Anyway, there was a patient I talked to on the phone while I was training in the pre-operative department. This is how the conversation went.
Me- Hi, this is Andrea from Uvalde Memorial Hospital, I am calling to speak to Mrs. So-and-so regarding her procedure on December 3rd.
Patient- blahblahblahblahblah (for some reason I could hear her fine but couldn't make out what she was saying)
Me- I'm sorry can you please say that again?
Pt- blahblahblahblahblahblah
Me- What?
Pt- blahblahblahblahblahblah
Me- Habla Ingles? (or however you spell it...)
Pt- No.
Me- Oooooooooohhhhh... OK.....
We both start busting out laughing at this point. You probably had to be there, but it was hilarious.
So, this week I was working in pre and post op, so I got people ready for and (kinda) recovered them from their surgeries and procedures. I was told me next patient didn't speak any English. I didn't put two and two together.

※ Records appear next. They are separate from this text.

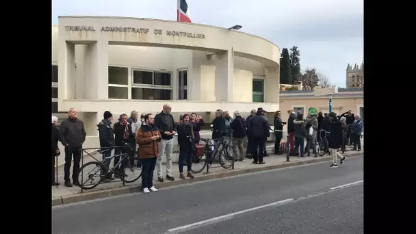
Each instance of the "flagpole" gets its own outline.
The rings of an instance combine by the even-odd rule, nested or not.
[[[177,14],[178,14],[177,21],[178,21],[178,22],[181,22],[181,0],[178,0],[178,10]]]

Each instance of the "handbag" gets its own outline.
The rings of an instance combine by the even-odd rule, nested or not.
[[[309,136],[313,136],[313,128],[312,127],[312,126],[311,126],[311,127],[309,128]]]
[[[193,163],[198,163],[200,161],[200,157],[204,155],[205,144],[195,144],[194,151]]]

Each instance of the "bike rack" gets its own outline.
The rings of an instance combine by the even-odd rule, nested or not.
[[[83,166],[83,153],[85,153],[86,155],[88,155],[88,156],[91,157],[92,158],[93,158],[95,161],[98,161],[98,162],[101,162],[101,161],[97,159],[96,158],[95,158],[94,156],[92,156],[92,155],[91,154],[91,153],[96,153],[99,150],[105,150],[105,149],[112,149],[112,151],[113,149],[115,148],[127,148],[129,147],[127,146],[109,146],[109,147],[99,147],[99,148],[81,148],[81,166],[79,168],[81,168]],[[92,152],[87,152],[86,151],[92,151]],[[78,173],[79,173],[80,172],[78,172]],[[78,174],[78,176],[79,176],[79,174]],[[81,174],[81,181],[83,181],[83,174]],[[125,183],[124,180],[121,180],[121,181],[122,182],[122,186],[125,186]],[[110,182],[107,182],[107,183],[117,183],[117,182],[120,182],[118,181],[110,181]],[[81,193],[82,194],[83,192],[83,190],[82,187],[79,187],[79,188],[81,189]]]
[[[222,139],[211,139],[211,140],[225,140],[225,138],[229,138],[229,139],[230,139],[230,140],[231,140],[231,148],[232,148],[231,150],[232,150],[233,151],[234,151],[234,140],[233,140],[233,138],[222,138]],[[211,143],[209,143],[209,144],[211,144]],[[218,153],[218,151],[219,151],[219,148],[220,148],[220,146],[222,146],[222,144],[220,144],[220,145],[218,146],[218,148],[216,148],[215,145],[214,145],[213,144],[211,144],[211,145],[209,145],[209,146],[208,146],[208,147],[211,147],[211,146],[213,146],[213,147],[214,147],[213,150],[213,151],[211,151],[210,152],[210,153],[213,154],[213,152],[216,152],[216,153]],[[224,149],[224,151],[225,151],[225,149]],[[235,152],[233,152],[233,156],[232,156],[232,158],[233,158],[233,159],[232,159],[232,160],[231,160],[231,168],[232,168],[233,170],[234,170],[234,163],[235,163],[235,157],[234,157],[234,155],[235,155]],[[211,156],[211,157],[213,157],[213,161],[215,160],[215,156],[216,156],[216,155],[212,155],[212,156]],[[221,162],[220,161],[220,163],[221,163]],[[213,162],[212,164],[207,164],[207,172],[206,172],[205,174],[208,174],[208,173],[209,173],[209,168],[211,167],[211,166],[212,166],[212,164],[213,164]],[[221,165],[218,166],[215,166],[215,167],[213,167],[213,168],[220,168],[220,167],[222,167],[222,166],[221,166]]]

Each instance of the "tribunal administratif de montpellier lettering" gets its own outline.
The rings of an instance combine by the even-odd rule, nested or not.
[[[65,26],[65,31],[95,31],[94,26]],[[102,26],[101,31],[118,31],[118,32],[131,32],[147,34],[150,31],[150,29],[138,28],[138,27],[112,27],[112,26]],[[155,34],[162,34],[161,29],[153,29]],[[192,38],[205,39],[205,35],[202,34],[194,34],[187,31],[170,31],[166,30],[166,34],[168,36],[177,36],[181,37],[187,37]]]

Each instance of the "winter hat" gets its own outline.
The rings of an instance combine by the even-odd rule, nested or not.
[[[113,114],[111,114],[110,112],[109,112],[109,111],[104,112],[104,118],[105,119],[107,119],[107,118],[111,118],[112,116],[113,116]]]
[[[57,121],[57,117],[52,116],[52,123],[55,121]]]

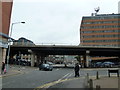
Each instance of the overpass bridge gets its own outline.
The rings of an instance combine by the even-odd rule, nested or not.
[[[85,47],[72,45],[34,45],[34,46],[15,46],[10,48],[10,56],[15,54],[31,54],[34,63],[34,56],[40,57],[44,61],[47,55],[83,55],[86,66],[88,66],[88,56],[117,56],[120,57],[120,47]],[[33,66],[33,64],[32,64]]]

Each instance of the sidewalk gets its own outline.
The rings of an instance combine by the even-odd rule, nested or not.
[[[7,76],[13,76],[17,74],[23,74],[26,72],[26,70],[35,70],[35,67],[29,67],[29,66],[19,66],[19,65],[10,65],[8,72],[5,74],[0,74],[0,78],[7,77]]]
[[[99,85],[100,88],[120,88],[120,77],[117,76],[105,76],[100,79],[93,79],[93,88]]]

So she comes in, and most of the stuff that needs to be discussed was done by Bennie (our Spanish, Tex-Mex speaking nurse, whose sister BTW makes the BEST TAMALES EVER.) and then I do the small stuff for her. I learn she can understand some English but can speak very little. Like, she can say "yes, no, it's OK", that about covers it.
I look at her wrist band to make sure it's correct, and ask "Su namo es?" (Remember I know very little Spanish so I probably butcher it, but this nice lady knows what I mean) and she says her name. Then I ask her for her birthdate and she says "blahblahblahblahblah". I continue to keep looking at the wrist band and say "Ooookaaaayyyy...." and again, peals of laughter. :)
I just think its so funny that you can not understand what the hell the person next to you is saying, but then humanity kicks in and you can laugh about it. She knew what I was asking, and I know what she was telling me, but neither of us really had an idea of what the actual words meant. It was just so funny. I know it's probably not to you and I am cool with that but I had to blog about it because it's funny to me! I guess that's all that matters! :)
In other news, my first OB appointment is this Wednesday. Aaron is leaving work early so he can go too in case theu do an ultrasound or listen for a heartbeat. He's such an excited Daddy-to-be... and it's the best feeling ever. :D
Every night when we're laying in bed we say good night to each other, and then I tell him the (insert the name of the small thing the same size of the baby is) here loves him, and he always says he loves it back. :) First it was a poppy seed, then an orange seed, and now we're up to a blueberry! It's crown to rump legnth is 7-9mm.! I put 7 and then 9 dimes in a stack to see how big my baby is now, and it's about the size of my fingernail. Awww!!! I can't freaking wait to meet my little blueberry! :)
OK enough for now. Have a good weekend.